Cataluña: La guerra del castellano y el miedo de Rajoy a enmendar la plana a Aznar

¿Postureo? ¿Intento de quitarle a Ciudadanos una bandera muy popular en España, cuando Cataluña se ha convertido en el campo de batalla en el que ha empezado a despegar el partido de Rivera, ante el hundimiento del Partido Popular? ¿Deseo verdadero  y sincero, de que se cumpla la legalidad de ese 25% de enseñanza en castellano, y que, en toda Cataluña, solo cumple un Instituto de Castelldefels? ¿Medida de presión a los independentistas para volver a la normalidad, con la investidura de un candidato sin ningún tema judicial pendiente, que permita el levantamiento del artículo 155 de la Constitución que impediría, por el momento, hacer frente al modelo de enseñanza en catalán, cumpliendo con las obligaciones para el castellano?

Este seria el mejor resumen de lo que esta pasando en lo que, los mas radicales observadores y analistas, cercanos al independentismo ya han definido como el traspaso de la guerra de la  Lengua al “frente de las escuelas”, acostumbrados como están en utilizar, incluso a los niños, en  su guerra contra España. Cuando, en realidad, se trata simplemente de que sean los padres los que elijan en qué lengua quieren que se eduque a sus hijos y, que se apliquen las diferentes sentencias judiciales, entre ellas una del Tribunal Constitucional, que garantiza que el castellano también sea lengua vehicular en Cataluña para las familias que así lo soliciten y no sólo catalán.
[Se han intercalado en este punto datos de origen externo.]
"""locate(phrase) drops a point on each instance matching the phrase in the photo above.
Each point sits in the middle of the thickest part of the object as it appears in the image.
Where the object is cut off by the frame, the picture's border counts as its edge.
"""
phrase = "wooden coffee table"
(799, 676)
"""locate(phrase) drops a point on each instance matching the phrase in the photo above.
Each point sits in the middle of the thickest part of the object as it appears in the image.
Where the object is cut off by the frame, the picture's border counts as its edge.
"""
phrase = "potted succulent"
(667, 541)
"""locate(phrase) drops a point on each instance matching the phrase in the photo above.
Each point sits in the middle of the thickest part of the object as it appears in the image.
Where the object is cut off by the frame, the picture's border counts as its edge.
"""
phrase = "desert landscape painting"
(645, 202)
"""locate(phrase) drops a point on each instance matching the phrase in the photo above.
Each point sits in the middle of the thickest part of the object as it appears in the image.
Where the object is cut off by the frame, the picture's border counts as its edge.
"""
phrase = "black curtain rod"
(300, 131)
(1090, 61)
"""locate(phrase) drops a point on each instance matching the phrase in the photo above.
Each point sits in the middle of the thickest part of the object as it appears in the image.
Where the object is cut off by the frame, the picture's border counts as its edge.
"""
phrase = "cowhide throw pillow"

Anunciar Rajoy que está estudiando la posibilidad de aplicar el 155 para hacer cumplir la ley sobre la matriculación en castellano y hablar de ofensiva anti catalana, todo ha sido una. Como están acostumbrados a no cumplir las leyes (y, ahí está el golpe de estado con la Declaración Unilateral de Independencia, (calificado por la Guardia Civil de “delincuencia organizada”), no hay por qué cumplir el fallo del Constitucional del Estatut de 2010, que señala que el castellano debe “disfrutar de la condición de lengua vehicular”, ni por supuesto, la decisión de los Tribunales que han dictaminado que se imparta, al menos, un 25% de horario lectivo en castellano.

La simple propuesta del Ministerio de Educación de estudiar la inclusión de la llamada “casilla lingüística”, en los folletos de inscripción escolar, que permita a las familias elegir la lengua  vehicular que quieren para sus hijos, ha provocado una autentica rebelión, sabiendo como saben, que la educación es fundamental para la formación de ese nuevo independentismo que comenzó a resurgir en Cataluña cuando José María Aznar, para poder gobernar, le dio a Pujol todo lo que pedía.

Un Aznar sin mayoría absoluta le dio a Pujol (los Pactos del Majestic) el 33% de la recaudación por IRPF, el 35% del IVA (antes era cero) y el 40% de los impuestos especiales. Transfirió competencias de Tráfico, Justicia, Agricultura, Cultura, Farmacia, Sanidad, Empleo, Puertos, Medio ambiente, Seguros, Vivienda y, por supuesto, Educación. Pero el líder popular incluso fue más allá. Tras la aprobación de la autonómica Ley de Política Lingüística de 1998, que establecía una clara discriminación hacia los castellanohablantes -especialmente en el ámbito de la educación y del comercio-, evitó recurrirla ante el Tribunal Constitucional e hizo todo lo posible, y más, para que el Defensor del Pueblo tampoco recurriera.

De hecho, fue incapaz de garantizar el derecho de los padres a que sus hijos recibieran la enseñanza en español (junto al catalán), como ordenó el Tribunal Constitucional en 1994, y permitió que se siguiera aplicando el sistema de inmersión lingüística escolar obligatoria exclusivamente en catalán. Tampoco consiguió implantar los contenidos educativos comunes a nivel nacional que pretendía la fracasada reforma de las Humanidades impulsada por la entonces ministra de Educación y Cultura, Esperanza Aguirre, que también se sumó a las cesiones en Educación cuando como responsable máxima, tenía mucho que decir.

El propio Pujol, en sus Memorias, agradeció públicamente al expresidente del Gobierno las facilidades que le dio: “Aznar, hombre de palabra, cumplió los compromisos del pacto y creó las condiciones para que las relaciones con el PP de Cataluña fueran más cordiales y de mejor colaboración. Pudimos pasar de la actitud agresiva de Aleix Vidal-Quadras, su líder en Cataluña durante los últimos años, a la de Josep Piqué y Francesc Vendrell”. Ahora pretender que se cumpla la Ley es, dicen, llevar la guerra al frente de las escuelas… Es la gran oportunidad de Rajoy de enmendar la plana a Aznar, aunque son muchos los que piensan que quizás no se atreva.